Jeudi après-midi, quelques femmes discutent en buvant du thé devant la maison. Il y a là deux jeunes sœurs afghanes, l'une mariée et l'autre fiancée à des hommes qu'elles n'ont pas choisis. Leurs enfants grandiront dans la culture afghane, elles ne les laisseront pas s'égarer en contexte non musulman. La plus jeune n'aime pas son fiancé à peine rencontré qui va arriver du Pakistan mais elle l'épousera. Habillée à l'européenne, elle rit et secoue ses cheveux en racontant ce qui, elle le sait bien, indigne les femmes suisses et africaines plus âgées qui l'écoutent et tentent de la convaincre de réfléchir encore. Plus loin, une jeune Yéménite en jeans et T-shirt moulant ondule avec le bébé de sa voisine dans les bras. Elle a fui un mariage arrangé et, si elle a accroché au mur de la grande salle le dessin d'une femme voilée jusqu'aux yeux escortée d'un homme à poignard, elle a jeté par-dessus bord tout le noir qui la cachait. Dans une pièce où n'entre pas qui veut, les enfants ont mis au point un château symbolique entouré d'obstacles: ils n'y entrent qu'en choisissant un compagnon en qui ils ont confiance pour les guider dans ce labyrinthe. Une jeune Allemande qui étudie la pédagogie de la migration et fait un stage à l'association pour femmes immigrées Camarada à Genève les encadre.
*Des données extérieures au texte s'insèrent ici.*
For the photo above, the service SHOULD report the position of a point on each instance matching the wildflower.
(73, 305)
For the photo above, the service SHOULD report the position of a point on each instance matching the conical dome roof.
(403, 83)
L'expérience se révèle concluante même si pas toujours facile. Au-delà de l'émotion des expériences partagées et de l'intérêt de rencontrer pour la première fois des Kosovars, une des deux femmes suisses, Thérèse Waelti, a ressenti parfois le besoin d'aller se ressourcer dans la forêt, à l'écart de «trop de confusion et d'énergies divergentes».

Darko Sola, un informaticien croate de 28 ans qui travaillait à la Télévision de Pristina, est satisfait d'avoir pu entendre comment les autres étrangers présents résolvent leurs problèmes et ceux de leurs enfants ici. «Il faut que je trouve où je suis et prépare un chemin pour mes enfants.» Arrivé il y a vingt mois, il a trouvé la distance qui lui convenait pendant cette semaine en tournant une vidéo. Quant à l'Haïtien Jean-Claude Decastro, il s'est étonné de retrouver «une nonchalance» un peu oubliée et a établi le contact avec un réfugié éthiopien qui s'est vu non sans peine faire pour la première fois de sa vie la vaisselle et garder son enfant.

Et Marcienne Mujawaha de conclure: «J'avais un peu peur que chacun vienne plein d'espoir et reparte déçu. Mais nous avons pu faire passer l'idée de l'exploration interculturelle, celle aussi que le conflit fait partie de nos vies et que tout dépend de la manière de le résoudre. Après avoir écouté les drames petits et grands vécus par chacun, par les Suisses aussi, nous voyons peut-être l'avenir différemment.» Gerda Ferrari et Ann Avery voulaient, en lançant ce projet et en le conceptualisant, qu'il se renouvelle – avec davantage de Suisses présents – et essaime ailleurs. Avis aux amateurs.